ORANGEBURG, S.C. - Earlier this week, several of the state's political experts posed questions they'd be asking when the eight Democrats vying for their party's presidential nomination debated Thursday night in Orangeburg.


Here, Winthrop University political scientist Scott Huffmon answers them.

1. How do the candidates react to one another on stage?

"I think you saw - certainly, it wasn't deference - but kind of a mutual respect. Nobody came out as, 'My success depends on crushing you.' I think they were afraid of turning the (Democratic) base off."

2. How tough will the pack be on Hillary Clinton?

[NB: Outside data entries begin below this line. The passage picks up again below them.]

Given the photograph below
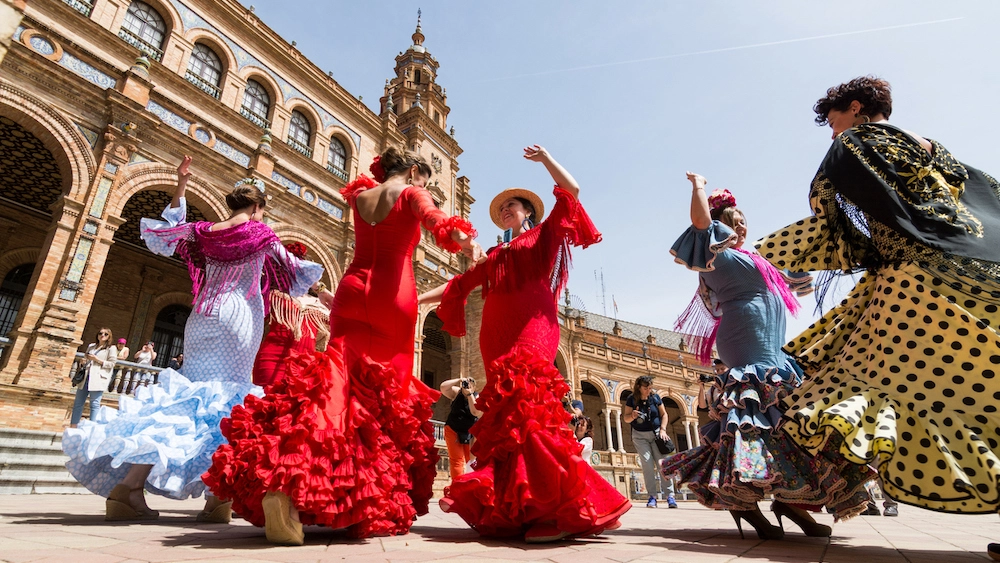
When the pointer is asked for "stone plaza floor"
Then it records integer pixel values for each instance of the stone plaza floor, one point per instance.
(71, 529)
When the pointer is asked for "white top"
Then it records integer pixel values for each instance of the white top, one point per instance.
(144, 358)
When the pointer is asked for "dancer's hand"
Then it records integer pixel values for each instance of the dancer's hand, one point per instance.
(536, 153)
(698, 181)
(183, 172)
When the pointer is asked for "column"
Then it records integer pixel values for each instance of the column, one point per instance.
(618, 429)
(607, 428)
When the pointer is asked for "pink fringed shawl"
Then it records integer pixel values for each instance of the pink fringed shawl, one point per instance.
(700, 320)
(231, 251)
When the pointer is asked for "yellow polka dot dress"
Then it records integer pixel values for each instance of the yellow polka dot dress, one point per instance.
(903, 372)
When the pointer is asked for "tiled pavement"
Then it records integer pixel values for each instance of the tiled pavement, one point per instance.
(71, 529)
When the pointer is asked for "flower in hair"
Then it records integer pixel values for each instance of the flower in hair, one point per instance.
(721, 199)
(296, 249)
(376, 169)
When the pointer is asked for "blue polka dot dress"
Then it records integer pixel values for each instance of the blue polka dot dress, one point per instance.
(174, 425)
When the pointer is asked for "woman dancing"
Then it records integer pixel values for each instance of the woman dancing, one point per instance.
(295, 324)
(345, 440)
(163, 439)
(741, 306)
(902, 374)
(529, 480)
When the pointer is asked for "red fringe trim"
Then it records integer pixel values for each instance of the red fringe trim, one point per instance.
(442, 233)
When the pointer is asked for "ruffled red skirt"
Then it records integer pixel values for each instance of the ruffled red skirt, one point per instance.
(352, 449)
(528, 465)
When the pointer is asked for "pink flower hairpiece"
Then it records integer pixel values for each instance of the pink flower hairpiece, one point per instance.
(376, 169)
(721, 199)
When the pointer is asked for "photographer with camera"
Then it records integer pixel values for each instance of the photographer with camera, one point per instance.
(461, 417)
(645, 412)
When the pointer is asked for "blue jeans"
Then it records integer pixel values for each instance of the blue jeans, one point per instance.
(81, 397)
(649, 459)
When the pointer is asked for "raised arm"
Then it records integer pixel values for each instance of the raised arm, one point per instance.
(560, 175)
(701, 217)
(183, 175)
(453, 234)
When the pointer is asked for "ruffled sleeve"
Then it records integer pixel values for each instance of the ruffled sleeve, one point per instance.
(438, 222)
(161, 237)
(570, 220)
(698, 248)
(451, 311)
(352, 189)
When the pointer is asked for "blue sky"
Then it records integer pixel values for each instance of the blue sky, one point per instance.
(630, 95)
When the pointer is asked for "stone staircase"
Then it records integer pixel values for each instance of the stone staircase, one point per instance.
(32, 462)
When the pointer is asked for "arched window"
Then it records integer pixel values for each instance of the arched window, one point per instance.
(299, 132)
(168, 333)
(256, 104)
(336, 158)
(12, 290)
(144, 29)
(205, 70)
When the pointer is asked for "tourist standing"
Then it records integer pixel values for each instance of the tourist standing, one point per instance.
(645, 412)
(100, 366)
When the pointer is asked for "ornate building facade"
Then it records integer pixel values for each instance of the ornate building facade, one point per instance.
(99, 100)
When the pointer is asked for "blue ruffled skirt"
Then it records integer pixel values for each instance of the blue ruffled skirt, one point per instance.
(173, 426)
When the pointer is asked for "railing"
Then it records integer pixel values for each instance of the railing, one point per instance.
(81, 6)
(257, 120)
(337, 172)
(126, 377)
(5, 345)
(141, 44)
(204, 85)
(299, 147)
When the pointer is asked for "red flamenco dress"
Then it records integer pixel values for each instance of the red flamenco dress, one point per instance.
(347, 434)
(528, 466)
(296, 325)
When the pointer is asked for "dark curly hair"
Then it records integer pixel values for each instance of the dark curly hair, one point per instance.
(874, 95)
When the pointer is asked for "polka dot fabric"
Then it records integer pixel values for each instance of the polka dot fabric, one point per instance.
(904, 368)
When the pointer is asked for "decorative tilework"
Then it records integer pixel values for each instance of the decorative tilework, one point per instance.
(612, 385)
(192, 20)
(88, 72)
(202, 136)
(330, 208)
(292, 186)
(255, 182)
(79, 259)
(139, 159)
(91, 136)
(42, 45)
(103, 187)
(169, 117)
(227, 150)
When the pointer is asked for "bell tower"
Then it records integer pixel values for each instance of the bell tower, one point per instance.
(415, 84)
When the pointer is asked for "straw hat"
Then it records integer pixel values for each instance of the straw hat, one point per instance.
(522, 193)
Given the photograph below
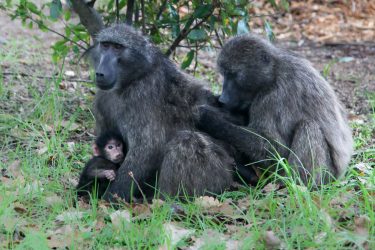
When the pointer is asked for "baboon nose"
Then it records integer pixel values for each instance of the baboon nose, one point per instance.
(98, 74)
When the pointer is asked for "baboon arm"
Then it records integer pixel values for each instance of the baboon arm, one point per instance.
(244, 139)
(139, 165)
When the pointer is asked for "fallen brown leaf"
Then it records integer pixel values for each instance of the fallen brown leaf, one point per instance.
(271, 240)
(15, 169)
(175, 233)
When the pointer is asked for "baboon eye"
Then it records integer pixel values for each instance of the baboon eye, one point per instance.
(118, 46)
(231, 75)
(105, 45)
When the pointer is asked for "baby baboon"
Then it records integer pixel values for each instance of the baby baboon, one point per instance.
(291, 109)
(145, 97)
(109, 153)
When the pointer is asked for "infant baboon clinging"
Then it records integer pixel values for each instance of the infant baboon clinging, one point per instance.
(109, 153)
(145, 97)
(291, 109)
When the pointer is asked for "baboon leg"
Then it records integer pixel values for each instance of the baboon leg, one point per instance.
(193, 165)
(310, 154)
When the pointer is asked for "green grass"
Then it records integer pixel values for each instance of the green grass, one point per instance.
(39, 121)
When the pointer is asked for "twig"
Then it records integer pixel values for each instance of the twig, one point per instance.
(185, 31)
(43, 77)
(130, 173)
(117, 12)
(143, 16)
(218, 38)
(55, 32)
(162, 8)
(129, 12)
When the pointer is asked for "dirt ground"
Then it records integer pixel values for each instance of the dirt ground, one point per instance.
(352, 71)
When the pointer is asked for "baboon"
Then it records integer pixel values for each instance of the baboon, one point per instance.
(291, 109)
(109, 153)
(145, 97)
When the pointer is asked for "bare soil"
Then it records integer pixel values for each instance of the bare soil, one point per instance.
(353, 78)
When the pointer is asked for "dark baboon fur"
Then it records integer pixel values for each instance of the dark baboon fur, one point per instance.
(150, 102)
(291, 110)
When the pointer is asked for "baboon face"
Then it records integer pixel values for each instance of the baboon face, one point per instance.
(247, 68)
(107, 66)
(116, 66)
(113, 151)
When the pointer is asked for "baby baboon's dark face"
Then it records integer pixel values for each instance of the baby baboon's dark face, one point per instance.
(114, 151)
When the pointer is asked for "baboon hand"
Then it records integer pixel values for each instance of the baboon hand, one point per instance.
(109, 174)
(206, 116)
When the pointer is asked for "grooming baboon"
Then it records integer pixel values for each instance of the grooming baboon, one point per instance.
(109, 153)
(292, 110)
(150, 102)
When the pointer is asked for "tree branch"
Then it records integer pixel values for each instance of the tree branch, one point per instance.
(89, 17)
(129, 12)
(185, 31)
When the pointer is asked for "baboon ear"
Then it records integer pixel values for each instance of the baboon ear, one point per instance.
(95, 149)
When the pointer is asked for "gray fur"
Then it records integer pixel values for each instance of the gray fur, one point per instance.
(289, 104)
(150, 112)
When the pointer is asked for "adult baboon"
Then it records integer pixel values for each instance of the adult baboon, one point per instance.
(150, 102)
(291, 110)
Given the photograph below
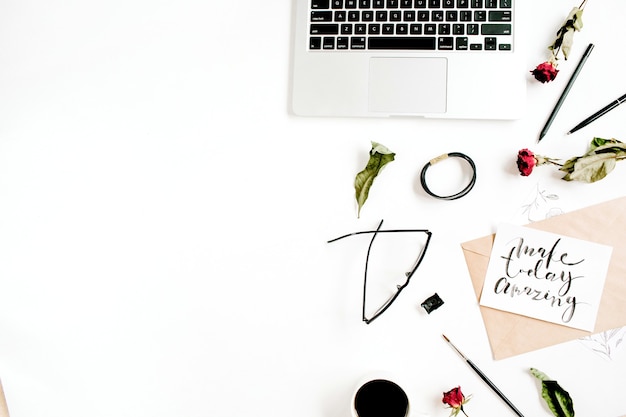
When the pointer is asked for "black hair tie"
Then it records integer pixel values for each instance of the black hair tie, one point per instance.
(441, 158)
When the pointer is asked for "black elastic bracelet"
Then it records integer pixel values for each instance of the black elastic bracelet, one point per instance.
(441, 158)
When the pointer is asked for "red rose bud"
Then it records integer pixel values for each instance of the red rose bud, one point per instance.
(454, 398)
(526, 161)
(545, 72)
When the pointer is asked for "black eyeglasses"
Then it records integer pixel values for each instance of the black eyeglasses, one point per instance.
(408, 274)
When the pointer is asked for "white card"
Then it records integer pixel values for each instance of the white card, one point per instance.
(546, 276)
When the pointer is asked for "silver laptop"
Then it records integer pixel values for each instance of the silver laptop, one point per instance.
(429, 58)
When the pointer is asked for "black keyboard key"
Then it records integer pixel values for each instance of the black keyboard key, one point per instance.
(445, 43)
(357, 42)
(495, 29)
(402, 29)
(381, 16)
(500, 16)
(319, 16)
(320, 4)
(343, 42)
(373, 29)
(324, 29)
(315, 43)
(465, 16)
(400, 42)
(340, 16)
(462, 43)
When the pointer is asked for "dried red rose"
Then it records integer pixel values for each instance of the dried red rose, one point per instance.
(455, 400)
(526, 162)
(545, 72)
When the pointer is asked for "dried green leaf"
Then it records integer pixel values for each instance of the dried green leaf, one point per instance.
(590, 168)
(379, 157)
(557, 399)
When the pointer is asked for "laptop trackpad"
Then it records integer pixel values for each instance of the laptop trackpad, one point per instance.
(408, 85)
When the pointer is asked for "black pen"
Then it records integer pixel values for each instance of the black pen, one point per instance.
(568, 87)
(598, 114)
(484, 378)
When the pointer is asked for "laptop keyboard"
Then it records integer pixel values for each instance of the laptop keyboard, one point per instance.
(445, 25)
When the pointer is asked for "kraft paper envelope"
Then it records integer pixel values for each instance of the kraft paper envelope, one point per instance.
(512, 334)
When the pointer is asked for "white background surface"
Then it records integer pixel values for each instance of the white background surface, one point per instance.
(163, 220)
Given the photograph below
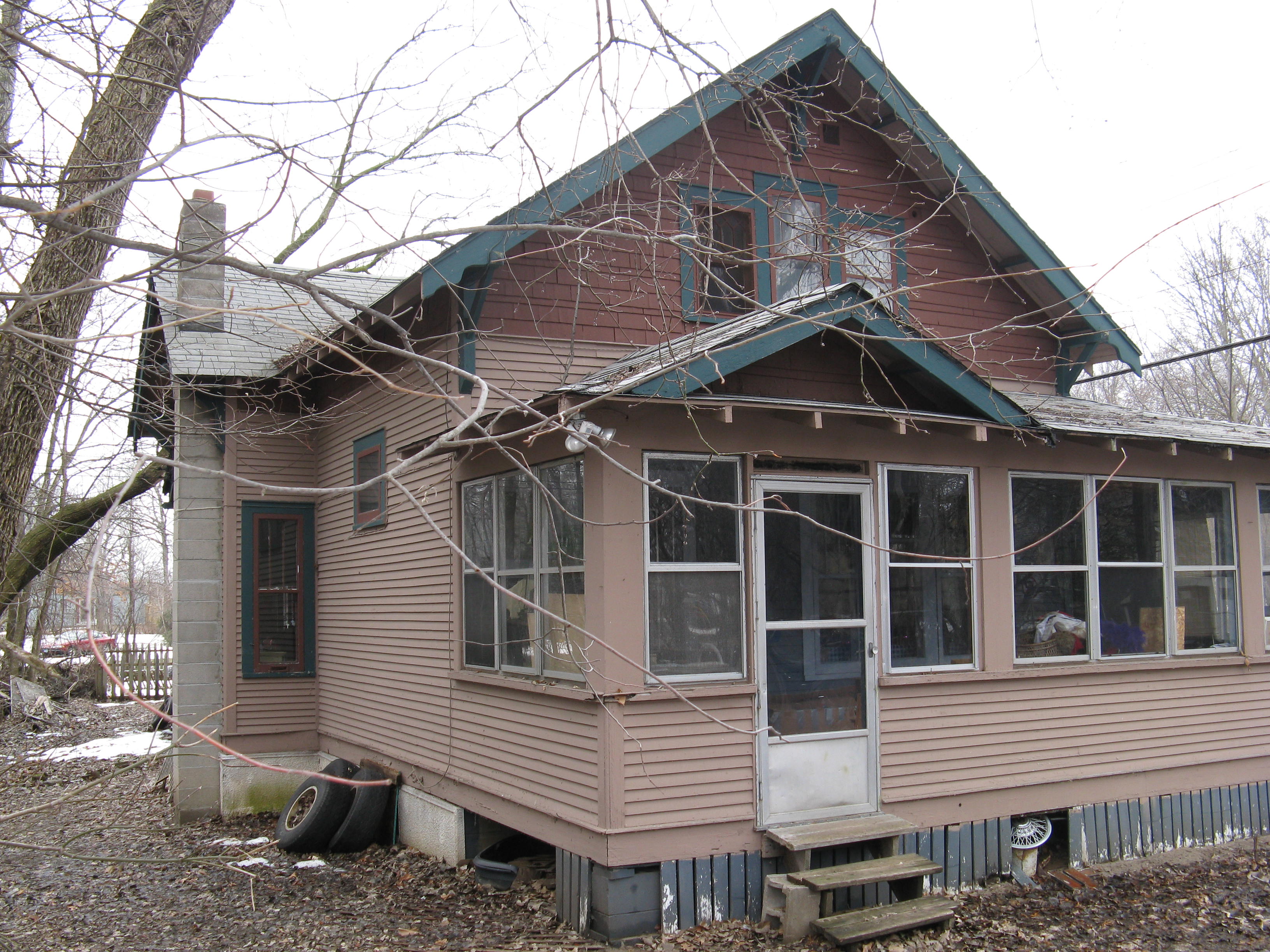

Candidates took a few shots, but Mr. Huffmon expected them to be tougher.

However, he recalled the way Congressman Rick Lazio was attacked for going after Mrs. Clinton when the two were competing for the New York Senate seat - and he thinks other presidential candidates Thursday had the same picture in mind.

"Nobody wanted to seem like a bully."

3. To whom are the candidates playing?

They didn't abandon their base, giving time to such topics as health care. But Mrs. Clinton and Bill Richardson in particular played to independents and conservative Democrats by emphasizing gun rights.

"They virtually said it (the Second Amendment) was sacrosanct. Richardson said it was precious."

4. Which candidates will break out of the second and third tiers?

"(Christopher) Dodd and (Joe) Biden did the most because they had the farthest to go. Because outside of their own states, they were virtually unknowns."

Still, "There's no Obama supporter going, 'Sign me up for Dodd.'"

Reach Kirsten Singleton at (803)-414-6611 or



Mike Gravel: "And I got to tell you, after standing up with them, some of these people frighten me - they frighten me."

Moderator: "Who on this stage exactly tonight worries you so much?"

Mr. Gravel: "Well, I would say the top-tier ones. The top-tier ones. They've made statements. Oh, Joe, I'll include you, too."


Hillary Clinton: "I think Clinton showed her supporters what they expected," Mr. Huffmon said. "She did not come across as cold. She came across as smart."


Bill Richardson: "A brilliant guy, experienced diplomat, a policy centrist and somebody who has a lot of ideas and he enacted them. And that didn't come through," Mr. Huffmon said. "He came across as hesitant."


The eight candidates: Sen. Hillary Clinton of New York, Sen. Barack Obama of Illinois, former Sen. John Edwards of North Carolina, Gov. Bill Richardson of New Mexico, Sen. Joseph Biden of Delaware, Sen. Chris Dodd of Connecticut, Rep. Dennis Kucinich of Ohio and former Alaska Sen. Mike Gravel.